MSABrowser: dynamic and fast visualization of sequence alignments, variations and annotations

Furkan M Torun 1,#, Halil I Bilgin 2,#, Oktay I Kaplan 1,
Editor: Alex Bateman
PMCID: PMC9710668  PMID: 36700112

Abstract

Summary

Sequence alignment is an excellent way to visualize the similarities and differences between DNA, RNA or protein sequences, yet it is currently difficult to jointly view sequence alignment data with genetic variations, modifications such as post-translational modifications and annotations (i.e. protein domains).

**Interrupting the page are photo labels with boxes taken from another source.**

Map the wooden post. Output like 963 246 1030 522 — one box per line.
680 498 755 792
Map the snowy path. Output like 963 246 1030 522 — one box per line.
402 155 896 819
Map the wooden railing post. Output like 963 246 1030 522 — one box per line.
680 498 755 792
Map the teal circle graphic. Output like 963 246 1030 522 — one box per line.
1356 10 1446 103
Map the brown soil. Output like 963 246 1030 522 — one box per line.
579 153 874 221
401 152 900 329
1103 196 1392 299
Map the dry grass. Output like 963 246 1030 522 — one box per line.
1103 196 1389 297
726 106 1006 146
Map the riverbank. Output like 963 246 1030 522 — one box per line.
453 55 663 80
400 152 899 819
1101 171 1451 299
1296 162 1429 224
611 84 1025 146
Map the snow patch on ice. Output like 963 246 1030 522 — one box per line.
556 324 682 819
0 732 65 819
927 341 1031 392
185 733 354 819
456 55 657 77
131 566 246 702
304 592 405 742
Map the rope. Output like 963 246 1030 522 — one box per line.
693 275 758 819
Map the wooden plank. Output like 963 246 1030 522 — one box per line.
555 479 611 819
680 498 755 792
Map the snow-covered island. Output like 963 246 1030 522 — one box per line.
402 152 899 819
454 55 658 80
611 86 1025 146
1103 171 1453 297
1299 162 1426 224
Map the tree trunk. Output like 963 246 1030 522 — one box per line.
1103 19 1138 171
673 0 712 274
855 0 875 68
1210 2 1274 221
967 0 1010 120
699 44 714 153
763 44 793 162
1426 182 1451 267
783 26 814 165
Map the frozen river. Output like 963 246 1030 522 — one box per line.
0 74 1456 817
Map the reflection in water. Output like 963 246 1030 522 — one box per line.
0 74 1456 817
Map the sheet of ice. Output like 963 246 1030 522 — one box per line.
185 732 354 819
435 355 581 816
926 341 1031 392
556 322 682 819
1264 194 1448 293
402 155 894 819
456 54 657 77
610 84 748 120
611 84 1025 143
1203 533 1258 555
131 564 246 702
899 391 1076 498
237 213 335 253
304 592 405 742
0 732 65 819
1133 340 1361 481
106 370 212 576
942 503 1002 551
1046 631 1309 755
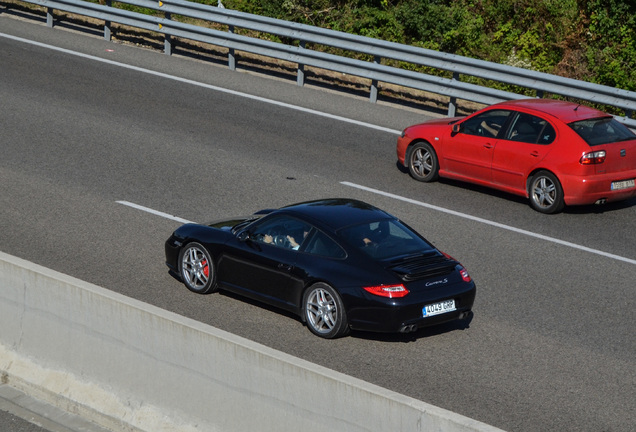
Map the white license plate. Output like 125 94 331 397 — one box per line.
612 179 634 190
422 300 455 317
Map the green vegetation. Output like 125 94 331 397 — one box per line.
220 0 636 91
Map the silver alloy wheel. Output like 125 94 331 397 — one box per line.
181 245 212 291
528 171 565 214
532 177 557 208
305 288 338 334
408 142 439 182
411 147 433 177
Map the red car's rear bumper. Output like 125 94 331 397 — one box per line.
560 169 636 205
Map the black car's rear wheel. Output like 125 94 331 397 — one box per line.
179 243 217 294
528 171 565 214
303 282 349 339
407 143 439 182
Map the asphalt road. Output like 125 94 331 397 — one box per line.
0 9 636 431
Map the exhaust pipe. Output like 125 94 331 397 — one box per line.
400 324 417 333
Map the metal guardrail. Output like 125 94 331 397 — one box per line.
6 0 636 127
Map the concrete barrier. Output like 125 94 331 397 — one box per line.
0 252 499 432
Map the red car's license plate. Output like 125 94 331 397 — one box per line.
612 179 635 190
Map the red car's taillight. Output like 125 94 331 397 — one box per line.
363 284 409 298
579 150 605 165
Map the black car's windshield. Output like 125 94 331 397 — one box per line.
340 220 434 260
569 117 636 146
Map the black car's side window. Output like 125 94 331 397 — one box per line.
250 216 311 250
305 230 347 258
461 110 510 138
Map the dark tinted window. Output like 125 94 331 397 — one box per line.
341 220 433 259
250 216 311 249
569 117 636 146
304 230 346 258
506 113 556 144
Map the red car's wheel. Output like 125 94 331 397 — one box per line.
528 171 565 214
408 143 439 182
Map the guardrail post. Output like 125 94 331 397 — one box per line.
46 8 54 28
448 72 459 117
163 12 172 55
369 56 382 103
227 26 236 70
104 0 113 41
296 41 305 87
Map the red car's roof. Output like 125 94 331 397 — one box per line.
493 99 609 123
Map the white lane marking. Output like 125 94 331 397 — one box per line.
117 201 194 223
340 182 636 264
0 33 402 135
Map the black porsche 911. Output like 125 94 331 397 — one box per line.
166 199 476 338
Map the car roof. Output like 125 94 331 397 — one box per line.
489 98 610 123
276 198 395 231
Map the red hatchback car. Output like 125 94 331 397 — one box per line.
397 99 636 213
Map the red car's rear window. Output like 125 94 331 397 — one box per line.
569 117 636 146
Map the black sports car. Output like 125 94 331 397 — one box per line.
166 199 475 338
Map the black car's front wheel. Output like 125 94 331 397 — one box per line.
407 142 439 182
303 282 349 339
179 243 217 294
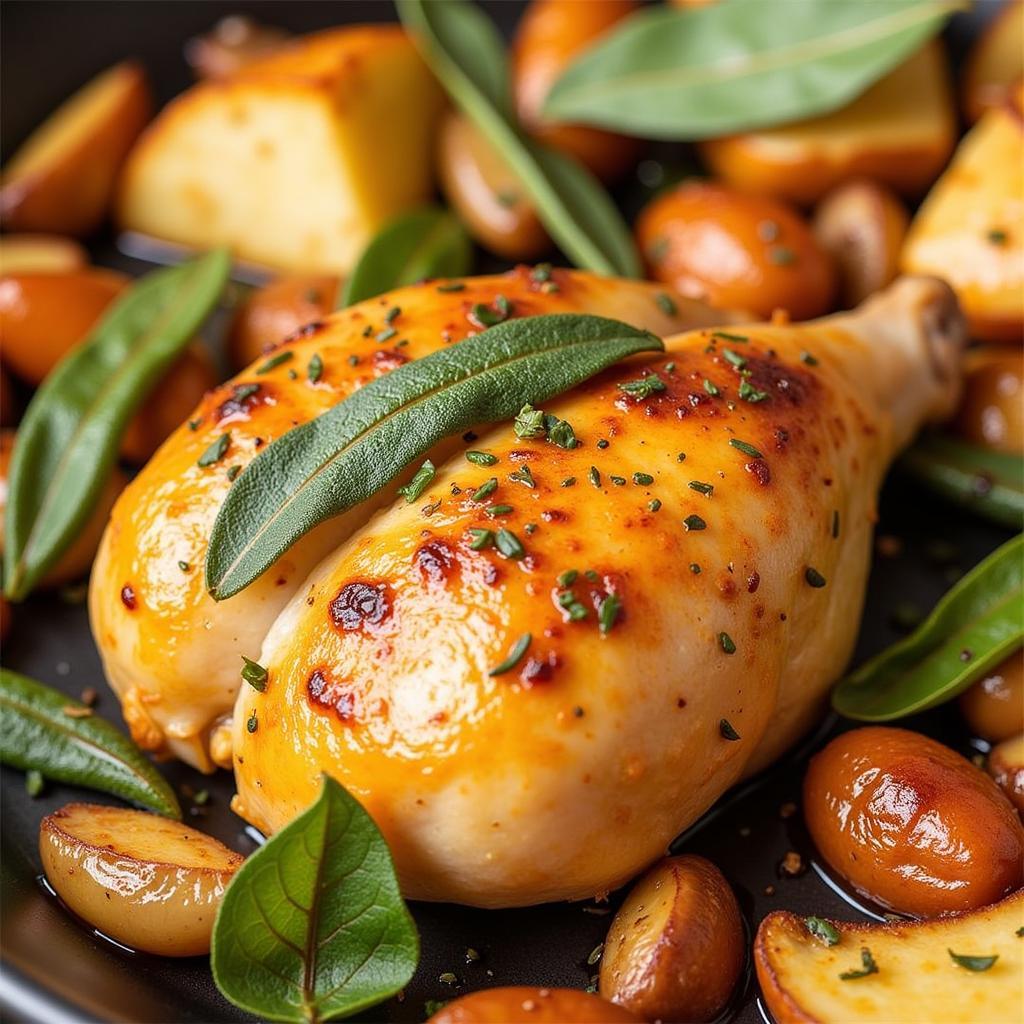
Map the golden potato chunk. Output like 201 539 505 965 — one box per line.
39 804 244 956
754 891 1024 1024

Here, we present the MSABrowser tool that makes it easy to co-visualize genetic variations, modifications and annotations on the respective positions of amino acids or nucleotides in pairwise or multiple sequence alignments. MSABrowser is developed entirely in JavaScript and works on any modern web browser at any platform, including Linux, Mac OS X and Windows systems without any installation. MSABrowser is also freely available for the benefit of the scientific community.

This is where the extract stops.